Subtitle: 
Don't let suppliers push your small business around

Small businesses and entrepreneurs are subject to antitrust laws just like large businesses. Antitrust laws generally discourage something called tying or bundling arrangements.

Important Tip Don't confuse sales where you sell two items together as a convenience or to offer a more economical bundle to a customer - illegal tying is only present when you are forcing a customer to take something it doesn't want.

What are tying arrangements.

A tying arrangement occurs when, through a contractual or technological requirement, a seller conditions the sale or lease of one product or service on the customer's agreement to take a second product or service. This can be especially troublesome when a seller has "market power" in a product and uses that market power in an attempt to force customers to purchase a second product.

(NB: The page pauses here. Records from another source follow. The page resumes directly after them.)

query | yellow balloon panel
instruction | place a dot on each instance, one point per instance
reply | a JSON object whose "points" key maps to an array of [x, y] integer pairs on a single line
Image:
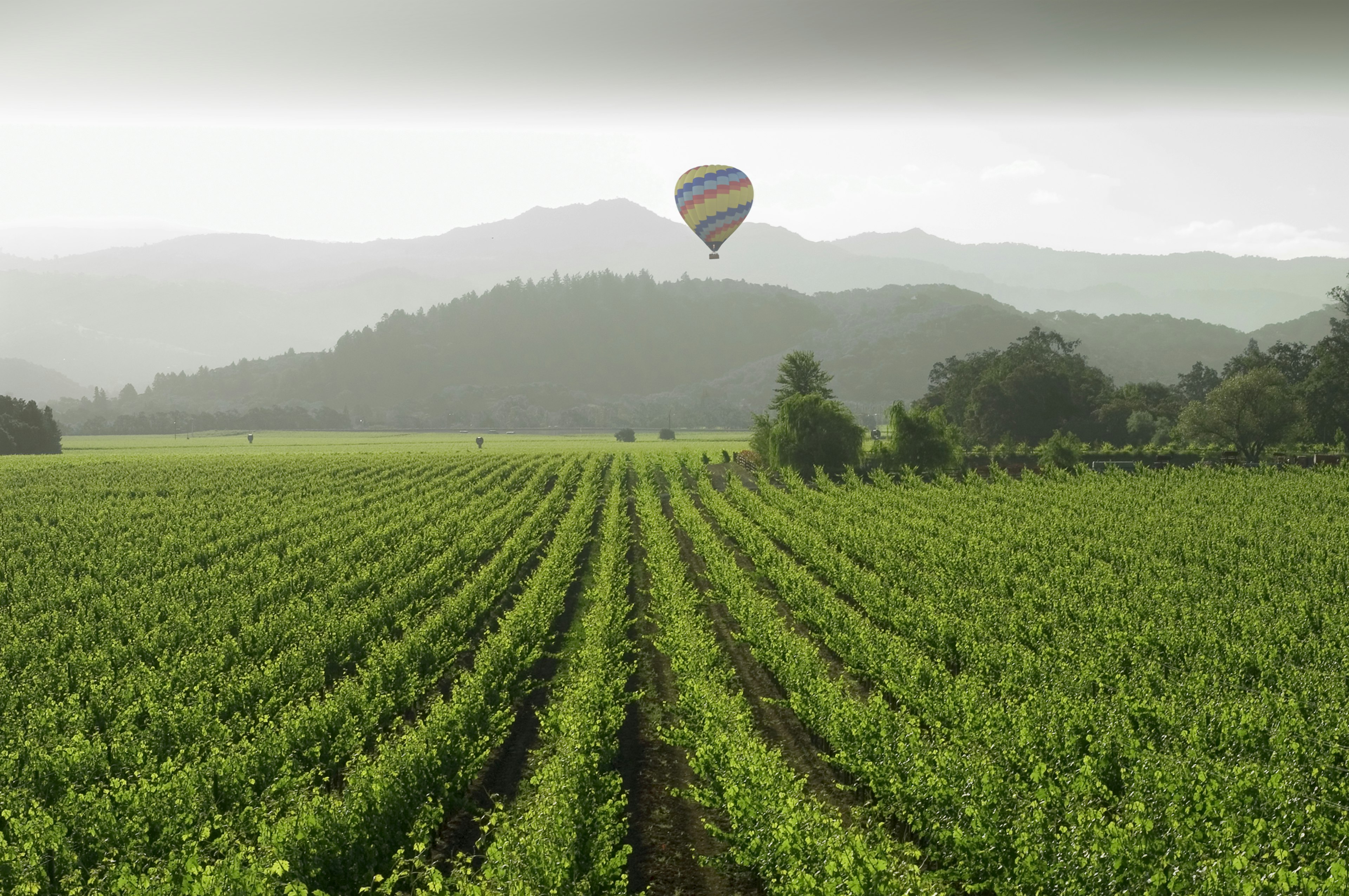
{"points": [[714, 200]]}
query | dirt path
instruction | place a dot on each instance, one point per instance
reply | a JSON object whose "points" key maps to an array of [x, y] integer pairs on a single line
{"points": [[667, 833]]}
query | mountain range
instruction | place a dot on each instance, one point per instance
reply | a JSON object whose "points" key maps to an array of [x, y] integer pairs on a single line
{"points": [[125, 315]]}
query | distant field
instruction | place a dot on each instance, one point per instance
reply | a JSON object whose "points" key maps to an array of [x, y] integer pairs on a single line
{"points": [[339, 442], [233, 671]]}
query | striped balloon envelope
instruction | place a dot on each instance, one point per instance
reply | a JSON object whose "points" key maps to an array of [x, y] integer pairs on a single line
{"points": [[714, 200]]}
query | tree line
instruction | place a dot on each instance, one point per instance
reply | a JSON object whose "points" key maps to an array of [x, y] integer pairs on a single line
{"points": [[26, 430], [1041, 396]]}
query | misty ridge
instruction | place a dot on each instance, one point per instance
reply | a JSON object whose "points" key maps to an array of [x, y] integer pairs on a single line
{"points": [[513, 324]]}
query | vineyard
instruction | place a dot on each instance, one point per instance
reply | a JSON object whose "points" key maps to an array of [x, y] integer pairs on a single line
{"points": [[598, 673]]}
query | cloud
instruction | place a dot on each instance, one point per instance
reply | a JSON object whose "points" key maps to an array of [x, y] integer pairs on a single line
{"points": [[1014, 170], [1274, 239]]}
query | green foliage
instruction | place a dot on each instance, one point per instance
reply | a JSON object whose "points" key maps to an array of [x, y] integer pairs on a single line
{"points": [[1037, 385], [923, 440], [25, 430], [801, 374], [810, 432], [1061, 450], [794, 843], [1054, 761], [1251, 412], [565, 835], [599, 334]]}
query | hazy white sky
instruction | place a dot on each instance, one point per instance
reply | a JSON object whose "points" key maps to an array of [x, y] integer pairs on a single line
{"points": [[1142, 127]]}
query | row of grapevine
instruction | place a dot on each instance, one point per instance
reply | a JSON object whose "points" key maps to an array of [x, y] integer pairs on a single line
{"points": [[1123, 708], [395, 799], [793, 841], [565, 835], [210, 791]]}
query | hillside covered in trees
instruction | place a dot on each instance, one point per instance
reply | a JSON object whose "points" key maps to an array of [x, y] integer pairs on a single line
{"points": [[605, 350]]}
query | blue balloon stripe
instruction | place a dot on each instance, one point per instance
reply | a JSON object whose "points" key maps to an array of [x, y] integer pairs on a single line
{"points": [[721, 219]]}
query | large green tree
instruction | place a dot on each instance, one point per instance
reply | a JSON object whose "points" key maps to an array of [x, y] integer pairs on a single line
{"points": [[1250, 412], [1037, 385], [923, 440], [1327, 388], [801, 374], [26, 430], [810, 432]]}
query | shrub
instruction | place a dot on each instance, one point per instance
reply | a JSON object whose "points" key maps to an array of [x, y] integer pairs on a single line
{"points": [[923, 440], [810, 432], [25, 430], [1061, 450]]}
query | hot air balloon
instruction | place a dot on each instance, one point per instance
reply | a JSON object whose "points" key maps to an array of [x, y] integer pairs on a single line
{"points": [[714, 200]]}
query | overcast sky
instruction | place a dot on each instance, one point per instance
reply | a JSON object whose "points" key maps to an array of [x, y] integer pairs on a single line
{"points": [[1121, 127]]}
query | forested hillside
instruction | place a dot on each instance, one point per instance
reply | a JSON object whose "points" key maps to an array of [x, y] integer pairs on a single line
{"points": [[123, 315], [604, 350]]}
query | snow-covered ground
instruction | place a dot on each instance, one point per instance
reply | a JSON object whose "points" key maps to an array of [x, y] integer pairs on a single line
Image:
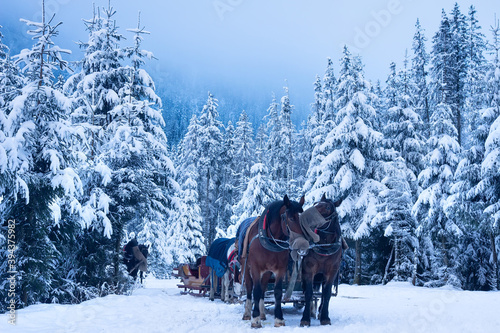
{"points": [[159, 307]]}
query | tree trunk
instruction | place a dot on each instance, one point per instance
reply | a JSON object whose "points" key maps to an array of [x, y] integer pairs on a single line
{"points": [[397, 262], [414, 273], [357, 268], [384, 280], [495, 260]]}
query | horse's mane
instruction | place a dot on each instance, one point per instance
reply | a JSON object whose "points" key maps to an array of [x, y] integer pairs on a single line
{"points": [[273, 209], [335, 224]]}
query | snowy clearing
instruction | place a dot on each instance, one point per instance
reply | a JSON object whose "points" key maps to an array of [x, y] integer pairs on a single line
{"points": [[159, 307]]}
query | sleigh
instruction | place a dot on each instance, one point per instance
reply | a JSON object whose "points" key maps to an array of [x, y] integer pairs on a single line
{"points": [[195, 277]]}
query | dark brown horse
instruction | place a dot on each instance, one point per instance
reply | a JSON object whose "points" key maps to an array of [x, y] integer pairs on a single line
{"points": [[321, 265], [268, 253]]}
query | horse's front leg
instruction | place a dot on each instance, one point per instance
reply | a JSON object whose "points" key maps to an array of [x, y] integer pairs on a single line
{"points": [[248, 303], [225, 286], [308, 293], [278, 293], [325, 302], [257, 297], [213, 284]]}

An example of a tying arrangement.

An example of a tying arrangement may be a book publisher that requires a bookstore to stock up on an unpopular title before allowing them to purchase a bestseller.

Necessity of Market Power

Most small businesses probably lack the market power in a product to create illegal tying arrangements. In these cases, tying arrangements would probably be acceptable under the law.

Avoiding suppliers who try to force tying arrangements on a small business

It may be more common for a small business to encounter illegal tying arrangements as a customer. Suppliers to small businesses may try to force small businesses to buy more of their product line than a small business wants to buy. In these cases, a small business should complain vigorously and should seek legal help if a supplier doesn't change its ways.

Additional Information
Important Tip: 
Don't confuse sales where you sell two items together as a convenience or to offer a more economical bundle to a customer - illegal tying is only present when you are forcing a customer to take something it doesn't want.